The growth of federal debt was minimal (near zero) and mild in the 1950s and '60s, though already in the mid-'60s fails to drop as it drops three times before, since 1950.
Graph #3 |
The monster increase during World War Two makes all the other changes look small by comparison.
The growth of federal debt was minimal (near zero) and mild in the 1950s and '60s, though already in the mid-'60s fails to drop as it drops three times before, since 1950.
The growth of federal debt in the mid-'60s fails to drop as it drops three times before...
I want to look at that. So I'll grab a few years from the above graph -- say, 1949 to 1972 -- and look at that piece of it:
Graph A |
A peak, then a low point in 1951. Then a peak, and a low point in 1956. Then a peak, and a low point in 1961 -- though this low does not drop below zero.
Then another peak, but this time there is no low. Federal debt growth hangs at the two-percent level for three years, but does not drop to a low as it did three times before.
Then the trend line spikes up, spikes down, and spikes up again. From this close-up view it is fairly easy to see that there is a gradual increase in federal debt growth throughout the 1949-1972 period.
But it is not time to draw conclusions. It is time to compare what we see in this graph to a thing we dare not look at: the rest of debt. The other part, other than gross federal debt. That.
Graph B |
I just have this gut feeling that it is the growth of "other" debt that pulls the federal debt growth upward.
Graph C |
If it is true that the growth of "other" debt pulls the growth of federal debt upward, then we can see it starting to happen almost immediately after "other" debt grows larger than federal debt on Graph C.
4 comments:
Art -
It's one thing to suggest that the other pulls the Fed, but another to make it credible. There is no specific linkage that I'm aware of. Check your graph B carefully. There is contrary motion almost all the time between the two. I should set it to music. It would make great counterpoint.
And drop a best fit across both data sets. I'll bet you see a negative slope for green, and a positive for blue.
That whip-saw around 1969 is interesting. 69-70 had the worst GDP growth in a decade.
Cheers!
JzB
Just a suggestion. A gut feeling. There is no specific linkage commonly discussed in the media, that is for sure. It is just an idea, or a way of presenting an idea, that may be worth chasing down.
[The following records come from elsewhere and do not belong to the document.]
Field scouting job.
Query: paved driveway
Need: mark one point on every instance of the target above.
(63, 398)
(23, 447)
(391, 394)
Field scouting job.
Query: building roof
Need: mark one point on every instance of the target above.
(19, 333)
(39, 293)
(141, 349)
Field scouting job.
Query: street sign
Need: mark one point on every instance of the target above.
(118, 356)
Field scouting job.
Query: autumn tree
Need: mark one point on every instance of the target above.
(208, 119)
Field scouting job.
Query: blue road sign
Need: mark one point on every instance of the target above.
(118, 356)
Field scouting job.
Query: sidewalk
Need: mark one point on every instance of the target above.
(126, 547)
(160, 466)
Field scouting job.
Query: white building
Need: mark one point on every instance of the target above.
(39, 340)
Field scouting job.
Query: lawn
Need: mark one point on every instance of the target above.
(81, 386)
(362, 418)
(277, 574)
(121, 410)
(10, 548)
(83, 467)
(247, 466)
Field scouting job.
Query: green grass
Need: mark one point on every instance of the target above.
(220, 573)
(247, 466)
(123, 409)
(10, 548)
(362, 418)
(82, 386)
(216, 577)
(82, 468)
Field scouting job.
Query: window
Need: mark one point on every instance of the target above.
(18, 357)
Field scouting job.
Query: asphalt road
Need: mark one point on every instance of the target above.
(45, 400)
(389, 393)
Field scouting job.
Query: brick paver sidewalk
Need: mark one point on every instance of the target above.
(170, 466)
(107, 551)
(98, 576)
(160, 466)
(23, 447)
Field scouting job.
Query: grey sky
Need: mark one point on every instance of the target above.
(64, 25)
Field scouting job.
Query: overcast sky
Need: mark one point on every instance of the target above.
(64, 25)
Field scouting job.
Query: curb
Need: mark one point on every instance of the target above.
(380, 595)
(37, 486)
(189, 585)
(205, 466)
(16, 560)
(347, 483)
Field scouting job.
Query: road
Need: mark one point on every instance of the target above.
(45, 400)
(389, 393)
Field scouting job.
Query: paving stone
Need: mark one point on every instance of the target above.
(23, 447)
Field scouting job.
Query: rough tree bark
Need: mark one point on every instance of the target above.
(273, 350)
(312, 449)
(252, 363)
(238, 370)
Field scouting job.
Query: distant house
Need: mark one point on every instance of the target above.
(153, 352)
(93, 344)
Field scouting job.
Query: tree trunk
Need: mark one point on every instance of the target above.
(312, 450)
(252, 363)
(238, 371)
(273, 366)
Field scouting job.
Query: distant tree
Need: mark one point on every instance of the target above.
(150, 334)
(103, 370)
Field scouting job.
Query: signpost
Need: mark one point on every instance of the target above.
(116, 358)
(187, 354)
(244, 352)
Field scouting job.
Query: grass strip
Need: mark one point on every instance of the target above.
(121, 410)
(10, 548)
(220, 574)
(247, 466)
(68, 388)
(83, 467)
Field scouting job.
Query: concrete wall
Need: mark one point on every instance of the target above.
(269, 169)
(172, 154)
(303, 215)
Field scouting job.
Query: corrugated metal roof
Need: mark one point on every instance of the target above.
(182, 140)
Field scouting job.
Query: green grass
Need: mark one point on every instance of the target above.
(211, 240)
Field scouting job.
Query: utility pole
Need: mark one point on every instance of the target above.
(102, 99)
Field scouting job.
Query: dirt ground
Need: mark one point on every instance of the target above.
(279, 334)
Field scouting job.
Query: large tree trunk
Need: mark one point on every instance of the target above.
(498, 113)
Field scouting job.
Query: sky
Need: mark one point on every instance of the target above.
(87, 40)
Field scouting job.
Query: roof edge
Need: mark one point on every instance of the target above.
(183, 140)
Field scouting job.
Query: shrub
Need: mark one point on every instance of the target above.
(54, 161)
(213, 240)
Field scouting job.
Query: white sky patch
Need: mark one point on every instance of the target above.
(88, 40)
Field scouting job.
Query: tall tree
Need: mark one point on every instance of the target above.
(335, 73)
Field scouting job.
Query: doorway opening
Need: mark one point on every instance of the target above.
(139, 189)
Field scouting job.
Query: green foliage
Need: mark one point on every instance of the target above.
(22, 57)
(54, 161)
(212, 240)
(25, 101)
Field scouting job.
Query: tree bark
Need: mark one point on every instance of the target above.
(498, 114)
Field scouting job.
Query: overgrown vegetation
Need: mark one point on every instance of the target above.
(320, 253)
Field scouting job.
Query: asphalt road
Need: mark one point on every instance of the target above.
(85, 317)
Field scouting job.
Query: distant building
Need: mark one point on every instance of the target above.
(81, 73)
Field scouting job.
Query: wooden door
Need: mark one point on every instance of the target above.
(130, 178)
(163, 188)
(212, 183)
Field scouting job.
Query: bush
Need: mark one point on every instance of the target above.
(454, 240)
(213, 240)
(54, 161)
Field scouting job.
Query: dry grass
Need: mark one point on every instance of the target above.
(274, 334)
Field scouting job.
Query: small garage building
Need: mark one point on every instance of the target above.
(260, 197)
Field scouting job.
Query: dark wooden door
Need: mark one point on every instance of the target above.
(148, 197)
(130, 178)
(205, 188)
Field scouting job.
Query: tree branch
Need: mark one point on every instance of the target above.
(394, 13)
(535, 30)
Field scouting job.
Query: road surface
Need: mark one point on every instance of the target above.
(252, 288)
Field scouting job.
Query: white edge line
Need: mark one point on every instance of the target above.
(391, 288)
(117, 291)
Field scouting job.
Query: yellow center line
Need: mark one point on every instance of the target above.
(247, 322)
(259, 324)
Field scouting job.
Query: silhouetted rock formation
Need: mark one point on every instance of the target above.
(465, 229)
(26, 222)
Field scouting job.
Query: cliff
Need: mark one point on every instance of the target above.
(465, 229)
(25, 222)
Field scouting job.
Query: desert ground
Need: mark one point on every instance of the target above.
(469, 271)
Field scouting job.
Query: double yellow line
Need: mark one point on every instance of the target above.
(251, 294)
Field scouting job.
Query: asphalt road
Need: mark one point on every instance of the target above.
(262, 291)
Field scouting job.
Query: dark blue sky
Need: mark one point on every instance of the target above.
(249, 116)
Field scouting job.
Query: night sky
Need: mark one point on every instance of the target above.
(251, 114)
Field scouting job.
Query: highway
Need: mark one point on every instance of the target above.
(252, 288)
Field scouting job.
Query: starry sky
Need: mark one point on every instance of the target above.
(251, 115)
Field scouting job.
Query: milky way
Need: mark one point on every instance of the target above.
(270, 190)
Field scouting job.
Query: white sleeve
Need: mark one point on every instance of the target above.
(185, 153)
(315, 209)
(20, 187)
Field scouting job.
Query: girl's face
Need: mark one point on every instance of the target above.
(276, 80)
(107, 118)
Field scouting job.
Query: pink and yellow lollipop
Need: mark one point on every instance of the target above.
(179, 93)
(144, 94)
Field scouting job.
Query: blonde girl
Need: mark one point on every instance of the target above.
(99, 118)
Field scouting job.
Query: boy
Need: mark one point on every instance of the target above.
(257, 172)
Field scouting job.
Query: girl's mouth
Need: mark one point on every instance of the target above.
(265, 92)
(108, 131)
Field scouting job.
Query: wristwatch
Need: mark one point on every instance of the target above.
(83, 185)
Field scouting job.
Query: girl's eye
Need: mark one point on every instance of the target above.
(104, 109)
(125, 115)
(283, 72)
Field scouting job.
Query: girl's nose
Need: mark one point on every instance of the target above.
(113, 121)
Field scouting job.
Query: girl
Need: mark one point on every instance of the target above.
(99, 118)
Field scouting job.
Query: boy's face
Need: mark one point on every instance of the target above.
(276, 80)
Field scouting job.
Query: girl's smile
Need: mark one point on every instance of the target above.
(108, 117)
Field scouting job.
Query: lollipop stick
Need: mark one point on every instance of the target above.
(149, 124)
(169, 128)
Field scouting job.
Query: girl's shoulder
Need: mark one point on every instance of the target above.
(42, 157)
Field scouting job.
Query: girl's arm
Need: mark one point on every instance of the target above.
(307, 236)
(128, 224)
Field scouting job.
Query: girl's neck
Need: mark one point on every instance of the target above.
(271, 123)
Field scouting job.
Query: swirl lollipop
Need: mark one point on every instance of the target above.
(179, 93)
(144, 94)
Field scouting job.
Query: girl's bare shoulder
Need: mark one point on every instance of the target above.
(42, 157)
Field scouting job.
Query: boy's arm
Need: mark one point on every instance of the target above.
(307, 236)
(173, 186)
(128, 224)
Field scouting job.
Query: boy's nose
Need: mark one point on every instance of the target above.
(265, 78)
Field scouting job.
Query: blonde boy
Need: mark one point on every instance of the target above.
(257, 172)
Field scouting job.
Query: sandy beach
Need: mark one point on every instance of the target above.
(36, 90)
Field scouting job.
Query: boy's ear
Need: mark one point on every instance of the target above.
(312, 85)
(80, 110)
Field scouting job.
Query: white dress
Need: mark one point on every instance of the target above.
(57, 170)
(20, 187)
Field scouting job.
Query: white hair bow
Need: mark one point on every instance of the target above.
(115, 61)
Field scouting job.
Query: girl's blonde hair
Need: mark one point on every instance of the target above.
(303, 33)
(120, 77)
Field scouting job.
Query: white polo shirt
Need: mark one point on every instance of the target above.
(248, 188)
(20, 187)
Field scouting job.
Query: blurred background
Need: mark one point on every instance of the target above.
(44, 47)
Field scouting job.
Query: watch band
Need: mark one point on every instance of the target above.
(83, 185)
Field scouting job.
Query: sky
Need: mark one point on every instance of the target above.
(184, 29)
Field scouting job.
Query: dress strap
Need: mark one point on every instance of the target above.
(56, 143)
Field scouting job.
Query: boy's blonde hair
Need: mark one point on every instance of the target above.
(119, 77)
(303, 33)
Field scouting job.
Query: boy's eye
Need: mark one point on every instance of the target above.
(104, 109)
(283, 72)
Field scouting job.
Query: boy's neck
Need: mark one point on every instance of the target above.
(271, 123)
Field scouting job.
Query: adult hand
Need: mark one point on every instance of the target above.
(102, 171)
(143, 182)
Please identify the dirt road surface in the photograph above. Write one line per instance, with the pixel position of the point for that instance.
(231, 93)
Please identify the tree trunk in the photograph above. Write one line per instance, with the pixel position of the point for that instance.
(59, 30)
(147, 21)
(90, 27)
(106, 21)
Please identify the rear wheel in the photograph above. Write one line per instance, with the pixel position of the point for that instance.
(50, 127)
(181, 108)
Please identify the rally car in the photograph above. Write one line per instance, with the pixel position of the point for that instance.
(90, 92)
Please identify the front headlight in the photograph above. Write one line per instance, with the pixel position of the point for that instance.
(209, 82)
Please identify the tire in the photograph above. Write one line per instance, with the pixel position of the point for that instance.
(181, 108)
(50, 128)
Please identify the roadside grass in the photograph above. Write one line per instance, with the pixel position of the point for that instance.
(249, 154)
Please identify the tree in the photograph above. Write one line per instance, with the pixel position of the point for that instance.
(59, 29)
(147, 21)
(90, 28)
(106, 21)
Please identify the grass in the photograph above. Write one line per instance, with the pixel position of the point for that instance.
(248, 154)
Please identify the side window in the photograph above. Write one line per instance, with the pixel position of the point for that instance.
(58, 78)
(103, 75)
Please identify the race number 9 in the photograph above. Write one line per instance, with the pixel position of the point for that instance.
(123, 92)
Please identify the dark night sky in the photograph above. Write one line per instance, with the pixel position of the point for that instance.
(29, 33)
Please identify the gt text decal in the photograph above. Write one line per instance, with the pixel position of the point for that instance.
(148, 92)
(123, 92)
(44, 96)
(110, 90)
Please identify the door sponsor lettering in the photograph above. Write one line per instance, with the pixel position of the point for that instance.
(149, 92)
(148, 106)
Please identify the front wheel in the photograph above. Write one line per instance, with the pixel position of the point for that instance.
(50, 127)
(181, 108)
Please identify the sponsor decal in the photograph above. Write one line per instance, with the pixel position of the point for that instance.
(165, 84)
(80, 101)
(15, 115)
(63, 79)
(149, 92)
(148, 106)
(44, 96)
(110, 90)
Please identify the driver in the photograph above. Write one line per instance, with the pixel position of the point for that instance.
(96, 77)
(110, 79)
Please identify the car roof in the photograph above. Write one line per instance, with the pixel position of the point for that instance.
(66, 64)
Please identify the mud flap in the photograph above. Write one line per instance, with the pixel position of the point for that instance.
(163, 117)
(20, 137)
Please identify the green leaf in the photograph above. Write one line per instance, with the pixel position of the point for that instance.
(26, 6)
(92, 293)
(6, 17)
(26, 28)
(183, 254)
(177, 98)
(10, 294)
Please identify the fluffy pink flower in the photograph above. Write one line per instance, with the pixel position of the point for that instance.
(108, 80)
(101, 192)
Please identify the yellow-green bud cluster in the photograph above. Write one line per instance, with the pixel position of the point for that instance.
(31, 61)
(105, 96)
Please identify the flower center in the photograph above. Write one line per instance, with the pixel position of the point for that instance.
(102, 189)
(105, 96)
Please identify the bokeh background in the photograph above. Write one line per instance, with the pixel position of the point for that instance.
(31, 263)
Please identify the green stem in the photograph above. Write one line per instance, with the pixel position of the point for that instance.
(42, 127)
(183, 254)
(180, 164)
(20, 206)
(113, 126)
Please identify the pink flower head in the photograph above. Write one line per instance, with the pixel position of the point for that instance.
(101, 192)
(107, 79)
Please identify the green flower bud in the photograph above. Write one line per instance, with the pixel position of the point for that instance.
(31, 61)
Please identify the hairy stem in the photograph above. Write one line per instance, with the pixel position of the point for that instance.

Actually, I'm pretty sure that growth of private-sector debt implies (a) growth of private-sector cost, and/or (b) growth of the private economy in general.
(a) has implications like falling profit, a falling standard of living, an expanding financial sector, and perhaps an expansion of government countercyclicals and of government debt.
(b) has implications like, well, regulation of the financial sector (and chicken parts and imports from China) has to expand with the supply side, or fail to expand with it and fail to perform adequately.
There is contrary motion almost all the time between the two.
Good observation, there definitely is. My graphs from last November incorrectly attributed public-sector financial debt to the private sector, but you can see the "contrary motion" anyway, and for a longer period, too.
Wow, you see things in terms of music.
Art -
Re: a) Well, that's just inflation. Right now we have very little. I'm not sure your implications necessarily hold. They would if GDP growth is slower than debt growth (DOH!) So yeah, now. Maybe not during the golden age.
Re: b) Now you sound like a socialist and an isolationist.
I believe Financial sector debt is much greater than industry sector debt.
I don't always see things in terms of music. This was striking. Contrary motion doesn't happen all the time but it's a common feature of counterpoint, especially in outermost voices
I take a shot at it here.
Cheers!
JzB
Had 3 years of piano lessons (before I was 10) but that doesn't help me appreciate music. Yours sounds good, though, and the other one has a graphic that helps me see what the sounds are doing.
I'm not sure your implications necessarily hold. They would if GDP growth is slower than debt growth (DOH!) So yeah, now. Maybe not during the golden age.
Oh, yeah, GDP grew slower than debt in the golden age, too. But the accumulation of debt was less in those days, so the "drag" it created was less.
Therefore, the use of credit was more efficient in those days, and the age was golden. (Google "credit efficiency"... see if I turn up.)